Four years in development, Mohamed Diab’s dramatic thriller – initially planned to depict the rise of the revolution – is set just shortly after the violent political events of June 2013, which saw the democratically elected Muslim Brotherhood President Morsi ousted from power by the sheer force of the Egyptian army, ultimately capturing the fall and aftermath of the revolution at its most intimate and intense.
It is a hugely ambitious piece of pure, energetically charged cinema; brave, bold and epic in scope, yet executed with great intimacy and a remarkable sense of craft.

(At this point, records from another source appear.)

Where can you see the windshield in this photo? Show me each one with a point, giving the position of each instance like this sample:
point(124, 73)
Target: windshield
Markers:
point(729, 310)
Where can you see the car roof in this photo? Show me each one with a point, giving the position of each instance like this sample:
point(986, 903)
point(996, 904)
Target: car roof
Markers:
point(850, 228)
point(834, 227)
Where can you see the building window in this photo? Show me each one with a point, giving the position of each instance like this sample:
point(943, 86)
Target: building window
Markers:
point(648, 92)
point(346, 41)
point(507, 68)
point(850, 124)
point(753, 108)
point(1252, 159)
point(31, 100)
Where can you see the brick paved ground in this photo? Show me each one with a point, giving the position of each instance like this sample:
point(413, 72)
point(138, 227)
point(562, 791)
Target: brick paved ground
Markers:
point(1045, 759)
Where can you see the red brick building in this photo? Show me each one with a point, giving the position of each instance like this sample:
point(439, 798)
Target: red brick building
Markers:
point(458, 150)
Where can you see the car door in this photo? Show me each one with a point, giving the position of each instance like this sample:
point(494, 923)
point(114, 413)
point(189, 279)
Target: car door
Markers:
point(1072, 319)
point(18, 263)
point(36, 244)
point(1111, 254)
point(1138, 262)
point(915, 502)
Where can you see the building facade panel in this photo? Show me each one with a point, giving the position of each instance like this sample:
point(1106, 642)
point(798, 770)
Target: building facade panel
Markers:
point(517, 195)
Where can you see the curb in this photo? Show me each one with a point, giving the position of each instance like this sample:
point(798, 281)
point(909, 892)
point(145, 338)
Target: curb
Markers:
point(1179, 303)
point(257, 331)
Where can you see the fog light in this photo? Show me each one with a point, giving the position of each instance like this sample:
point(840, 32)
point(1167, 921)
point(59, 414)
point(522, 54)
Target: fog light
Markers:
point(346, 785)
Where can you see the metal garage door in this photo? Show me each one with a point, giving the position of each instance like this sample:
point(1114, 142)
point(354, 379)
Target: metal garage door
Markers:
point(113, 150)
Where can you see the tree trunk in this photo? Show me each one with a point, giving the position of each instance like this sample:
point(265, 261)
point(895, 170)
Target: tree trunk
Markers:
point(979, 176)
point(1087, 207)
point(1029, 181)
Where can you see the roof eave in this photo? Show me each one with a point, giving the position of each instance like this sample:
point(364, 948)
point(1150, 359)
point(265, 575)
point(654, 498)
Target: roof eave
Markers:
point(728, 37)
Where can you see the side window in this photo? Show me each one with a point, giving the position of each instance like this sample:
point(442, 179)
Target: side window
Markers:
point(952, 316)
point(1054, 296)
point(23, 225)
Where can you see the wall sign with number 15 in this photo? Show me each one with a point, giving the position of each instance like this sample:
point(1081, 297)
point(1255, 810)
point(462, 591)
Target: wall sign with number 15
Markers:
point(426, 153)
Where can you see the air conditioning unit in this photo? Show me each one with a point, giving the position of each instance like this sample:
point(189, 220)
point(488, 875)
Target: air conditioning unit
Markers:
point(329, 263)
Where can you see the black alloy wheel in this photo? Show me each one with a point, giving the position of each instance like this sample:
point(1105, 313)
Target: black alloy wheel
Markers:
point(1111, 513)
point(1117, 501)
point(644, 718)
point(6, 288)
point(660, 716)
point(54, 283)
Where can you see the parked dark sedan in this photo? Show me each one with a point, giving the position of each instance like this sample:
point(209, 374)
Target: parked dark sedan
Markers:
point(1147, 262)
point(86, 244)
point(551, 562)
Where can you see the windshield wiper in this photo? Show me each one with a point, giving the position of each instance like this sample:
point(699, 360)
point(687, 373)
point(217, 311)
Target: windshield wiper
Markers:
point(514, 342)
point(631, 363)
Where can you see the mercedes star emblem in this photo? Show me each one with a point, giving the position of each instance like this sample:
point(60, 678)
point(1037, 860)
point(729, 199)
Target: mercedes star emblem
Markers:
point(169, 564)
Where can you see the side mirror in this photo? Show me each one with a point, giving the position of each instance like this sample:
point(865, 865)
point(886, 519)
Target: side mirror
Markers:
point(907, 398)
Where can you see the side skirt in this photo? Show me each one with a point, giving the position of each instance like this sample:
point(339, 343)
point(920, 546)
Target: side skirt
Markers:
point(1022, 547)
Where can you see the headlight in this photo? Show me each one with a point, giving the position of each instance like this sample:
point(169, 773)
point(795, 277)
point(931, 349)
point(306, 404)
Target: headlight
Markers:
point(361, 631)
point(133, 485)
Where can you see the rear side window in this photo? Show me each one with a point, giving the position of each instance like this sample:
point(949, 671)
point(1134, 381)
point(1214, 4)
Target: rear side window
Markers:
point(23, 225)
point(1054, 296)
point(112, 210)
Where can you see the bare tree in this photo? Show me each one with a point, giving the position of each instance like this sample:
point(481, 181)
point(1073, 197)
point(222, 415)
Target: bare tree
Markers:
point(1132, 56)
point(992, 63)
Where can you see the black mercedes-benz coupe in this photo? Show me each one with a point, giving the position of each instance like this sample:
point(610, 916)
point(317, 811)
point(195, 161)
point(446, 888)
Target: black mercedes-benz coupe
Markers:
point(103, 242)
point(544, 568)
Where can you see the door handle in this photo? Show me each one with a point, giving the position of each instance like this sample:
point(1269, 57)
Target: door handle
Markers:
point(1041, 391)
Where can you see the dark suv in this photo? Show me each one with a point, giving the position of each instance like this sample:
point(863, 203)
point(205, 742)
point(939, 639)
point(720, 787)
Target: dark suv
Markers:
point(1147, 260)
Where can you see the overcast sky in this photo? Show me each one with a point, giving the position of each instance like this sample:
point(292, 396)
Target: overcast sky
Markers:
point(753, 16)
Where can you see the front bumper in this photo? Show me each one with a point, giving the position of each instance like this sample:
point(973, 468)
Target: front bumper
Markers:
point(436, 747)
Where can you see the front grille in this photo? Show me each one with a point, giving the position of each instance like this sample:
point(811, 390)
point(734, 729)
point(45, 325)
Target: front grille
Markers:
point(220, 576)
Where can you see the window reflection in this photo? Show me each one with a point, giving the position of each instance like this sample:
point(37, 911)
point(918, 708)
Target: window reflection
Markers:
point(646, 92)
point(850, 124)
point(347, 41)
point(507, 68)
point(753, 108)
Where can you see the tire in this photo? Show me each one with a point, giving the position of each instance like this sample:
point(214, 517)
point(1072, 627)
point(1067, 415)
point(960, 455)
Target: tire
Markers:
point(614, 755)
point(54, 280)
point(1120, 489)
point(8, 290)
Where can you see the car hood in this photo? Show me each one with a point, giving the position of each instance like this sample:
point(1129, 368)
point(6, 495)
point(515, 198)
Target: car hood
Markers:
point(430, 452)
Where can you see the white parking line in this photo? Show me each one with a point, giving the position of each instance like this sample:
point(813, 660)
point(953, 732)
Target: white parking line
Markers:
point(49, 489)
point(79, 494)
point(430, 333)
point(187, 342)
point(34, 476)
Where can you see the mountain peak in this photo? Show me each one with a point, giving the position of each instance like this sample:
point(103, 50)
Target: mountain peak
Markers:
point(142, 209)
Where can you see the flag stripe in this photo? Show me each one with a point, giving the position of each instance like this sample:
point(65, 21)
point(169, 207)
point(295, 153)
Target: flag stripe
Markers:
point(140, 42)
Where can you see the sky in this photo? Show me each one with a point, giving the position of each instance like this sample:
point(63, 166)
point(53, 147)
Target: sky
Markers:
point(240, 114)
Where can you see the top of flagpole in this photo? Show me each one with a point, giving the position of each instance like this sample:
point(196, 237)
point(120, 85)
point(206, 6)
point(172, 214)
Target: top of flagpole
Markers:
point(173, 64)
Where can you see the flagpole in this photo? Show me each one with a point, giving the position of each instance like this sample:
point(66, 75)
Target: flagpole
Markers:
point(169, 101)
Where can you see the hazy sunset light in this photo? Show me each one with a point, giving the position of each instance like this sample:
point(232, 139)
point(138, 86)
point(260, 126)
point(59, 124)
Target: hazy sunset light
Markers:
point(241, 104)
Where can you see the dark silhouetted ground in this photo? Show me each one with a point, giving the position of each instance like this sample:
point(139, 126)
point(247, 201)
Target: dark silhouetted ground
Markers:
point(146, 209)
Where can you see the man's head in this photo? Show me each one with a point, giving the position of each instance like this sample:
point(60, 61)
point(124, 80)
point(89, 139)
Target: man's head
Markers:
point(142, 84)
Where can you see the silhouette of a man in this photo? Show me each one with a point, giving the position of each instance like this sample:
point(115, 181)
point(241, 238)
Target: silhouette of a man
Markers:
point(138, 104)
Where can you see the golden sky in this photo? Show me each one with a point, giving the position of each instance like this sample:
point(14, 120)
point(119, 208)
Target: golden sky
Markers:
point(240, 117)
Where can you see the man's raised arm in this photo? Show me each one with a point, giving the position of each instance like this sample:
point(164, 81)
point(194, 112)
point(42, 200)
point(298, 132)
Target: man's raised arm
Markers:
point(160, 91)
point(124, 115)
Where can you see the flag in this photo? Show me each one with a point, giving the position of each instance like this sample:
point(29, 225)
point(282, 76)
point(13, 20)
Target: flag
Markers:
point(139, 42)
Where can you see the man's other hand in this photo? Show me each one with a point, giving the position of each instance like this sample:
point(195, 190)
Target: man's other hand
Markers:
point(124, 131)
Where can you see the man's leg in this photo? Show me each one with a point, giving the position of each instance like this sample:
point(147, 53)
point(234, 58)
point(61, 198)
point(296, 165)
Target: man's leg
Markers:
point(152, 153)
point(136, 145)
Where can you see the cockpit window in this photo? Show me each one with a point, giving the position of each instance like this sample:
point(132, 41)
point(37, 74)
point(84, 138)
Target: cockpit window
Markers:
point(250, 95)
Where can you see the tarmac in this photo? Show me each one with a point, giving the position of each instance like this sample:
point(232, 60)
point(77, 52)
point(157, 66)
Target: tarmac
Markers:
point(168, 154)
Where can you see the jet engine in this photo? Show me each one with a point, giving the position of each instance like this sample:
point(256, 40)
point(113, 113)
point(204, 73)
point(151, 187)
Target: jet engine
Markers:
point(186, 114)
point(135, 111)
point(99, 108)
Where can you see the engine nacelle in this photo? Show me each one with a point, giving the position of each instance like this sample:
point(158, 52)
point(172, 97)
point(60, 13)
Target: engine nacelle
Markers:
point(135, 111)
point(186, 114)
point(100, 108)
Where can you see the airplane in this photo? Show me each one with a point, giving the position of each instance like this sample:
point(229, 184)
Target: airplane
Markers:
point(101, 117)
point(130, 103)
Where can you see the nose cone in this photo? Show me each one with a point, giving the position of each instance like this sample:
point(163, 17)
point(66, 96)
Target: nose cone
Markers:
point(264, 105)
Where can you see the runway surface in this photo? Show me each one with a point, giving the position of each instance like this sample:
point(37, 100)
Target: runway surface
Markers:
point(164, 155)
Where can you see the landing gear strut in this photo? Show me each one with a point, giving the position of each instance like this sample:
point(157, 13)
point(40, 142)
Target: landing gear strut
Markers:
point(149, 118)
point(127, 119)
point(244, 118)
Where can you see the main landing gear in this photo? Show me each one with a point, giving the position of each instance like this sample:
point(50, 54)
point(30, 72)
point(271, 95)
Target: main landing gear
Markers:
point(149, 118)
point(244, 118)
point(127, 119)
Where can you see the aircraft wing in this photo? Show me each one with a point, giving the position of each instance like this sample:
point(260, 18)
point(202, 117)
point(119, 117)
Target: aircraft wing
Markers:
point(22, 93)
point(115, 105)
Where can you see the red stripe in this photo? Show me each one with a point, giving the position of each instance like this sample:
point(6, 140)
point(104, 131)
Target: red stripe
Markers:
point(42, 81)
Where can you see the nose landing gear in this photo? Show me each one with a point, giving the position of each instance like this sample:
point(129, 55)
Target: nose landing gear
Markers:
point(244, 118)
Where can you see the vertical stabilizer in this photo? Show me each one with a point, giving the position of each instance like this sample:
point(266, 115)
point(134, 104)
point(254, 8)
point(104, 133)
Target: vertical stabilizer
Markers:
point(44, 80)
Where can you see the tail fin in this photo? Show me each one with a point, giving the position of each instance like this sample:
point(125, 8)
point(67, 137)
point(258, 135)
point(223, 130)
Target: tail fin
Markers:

Unfolding entirely within the sweltering and unbearably claustrophobic confines of a police riot van (and shot from within – bravo cinematographer Ahmed Gabr), Diab’s surprisingly neutral film uses this ingenious concept to masterfully document the human condition, the prejudice and inhumanity in contemporary society and the lasting effects of a nation torn apart by opposing points of view. Diab makes it very clear that the events scale far beyond what we witness through the camera’s field of vision.
The first two detainees forced into the van are an Egyptian-American conflict journalist and a freelance photographer, suspected of being potential spies under the guise of Associated Press reporters. They are soon followed by a nurse, her husband and their teenage son (caught up in a military protest and accused of throwing stones at officers), before one-by one, the van is slowly filled to bursting with a microcosm of rival Muslim Brotherhood revolutionaries and pro-military supporters, picked up during another fierce demonstration.
Having been inhumanely forced into captivity like animals in some sort of warped zoo exhibit, the majority of the group initially appear to be rather unlikeable characters, but slowly realising they have no choice but to accept their significant differences and work together in order to get through the ordeal (which unsurprisingly does not always go to plan), we soon grow to empathise and appreciate their opposing views. They are not inherently antagonistic or violent people, they are simply ordinary human beings, compelled into their conflicting factions and unjustly abused by heartless officials, deprived of water, fresh air and the ability to go to the toilet.
Following its Cannes screening, Diab’s screenplay received a little bit of criticism for being a little cheesy or heavy-handed, however he does an excellent job at contrasting the political aggression and highlighting the human element of the situation, emphasising the unease and nervous humour that often develops in awkward group scenarios and moments of silence.
Clash is not always the easiest film to watch – on the contrary it is often infuriating, disturbing and deeply moving – but it is an utterly compelling work of political and cultural commentary, and evokes a powerful sense of empathy throughout. Diab’s self claimed love letter to his homeland makes for truly essential viewing.